Wednesday, October 15, 2014

The Butterfly

While walking along Commercial Drive, I met up with this person. He was very passionate and very emotional, he was collecting signatures so he could run for mayor of Vancouver. He needed one hundred and had two if you count mine. This was the last day to collect signatures. I wonder if he made it?

June Roper's and Jack Kinney's partnership wasn't without it's problems. While Kinney's costume was the same basic evening-wear for most of the productions, June required gowns, which cost hundreds of dollars and she needed several garments for each season. Jack refused to adjust their salaries to help June with that expense.

The duo danced at Les Ambassadeurs, a popular night club in Cannes and the German impresario Hermann Heller offered them a featured spot in his Berlin revue. Kinney decided to go out on his own but June signed with the Heller Revue of 1925 and started to search for a new partner.

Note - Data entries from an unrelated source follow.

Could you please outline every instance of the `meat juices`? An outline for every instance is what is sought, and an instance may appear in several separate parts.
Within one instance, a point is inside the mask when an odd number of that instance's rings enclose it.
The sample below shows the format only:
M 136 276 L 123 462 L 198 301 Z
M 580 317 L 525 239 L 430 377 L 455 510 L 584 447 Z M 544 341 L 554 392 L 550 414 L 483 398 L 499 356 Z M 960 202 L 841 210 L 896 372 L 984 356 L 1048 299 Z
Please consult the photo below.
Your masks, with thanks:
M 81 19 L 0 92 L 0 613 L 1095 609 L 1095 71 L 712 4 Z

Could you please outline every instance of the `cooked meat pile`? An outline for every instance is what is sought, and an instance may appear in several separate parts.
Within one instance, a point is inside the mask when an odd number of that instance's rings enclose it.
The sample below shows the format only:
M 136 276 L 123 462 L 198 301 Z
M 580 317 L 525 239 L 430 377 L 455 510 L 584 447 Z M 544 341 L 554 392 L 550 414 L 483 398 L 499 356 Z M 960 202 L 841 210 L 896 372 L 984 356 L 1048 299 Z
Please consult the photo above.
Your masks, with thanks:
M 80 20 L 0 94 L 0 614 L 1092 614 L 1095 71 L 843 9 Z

June chose her twenty-five-year-old brother, John. He was tall, well built and handsome though he had never studied dance. John was also June's childhood idol because he had been able to challenge their father's rigid philosophy.

John was working in the California oil fields when he got his sister's invitation. He enrolled in Belcher's studios and in May of 1925, June and her mother returned to California to plan the debut in Berlin. June had three months to turn her brother into a dancing partner.

The two spent their days working in the studio under Belcher's guidance. The evenings were spent at performance outlets in the community. The duo's earliest performances at amateur nights were disastrous but by the fourth try, they were winning prizes.

While June and Jack had been appearing at the Gallagher Club, a film producer had approached June to act as a stand-in for the actress Dorothy Mackall in a sequence involving a dangerous dive. June and Jack worked for weeks to determine the height from which should could be caught without risking her safety.

June decided to utilize these skills for the Haller Revue in a romantic adagio called The College Boy and The Butterfly. When June and Jack went to Berlin in the fall, they began training for this act. It involved a leap from a ten-foot platform into her partner's arms. John had to catch her below the bust and at thigh level. The brother and sister worked on this for more than a month, moving from a chair to the top of an upright piano and having one near disastrous accident but they perfected the move.

The Butterfly became the showstopper of the revue, which ran a full year in Berlin and had shorter engagements in Vienna and Hamburg. The dancing duo also appeared as featured dancers in the Winter Garden.

I want to thank Leland Windreich and his book June Roper Ballet Starmaker for the information on this woman. You may be wondering how June Roper is connected with Vancouver. I'm getting there and I hope you are enjoying her story so far.

I hope you find the beauty around you.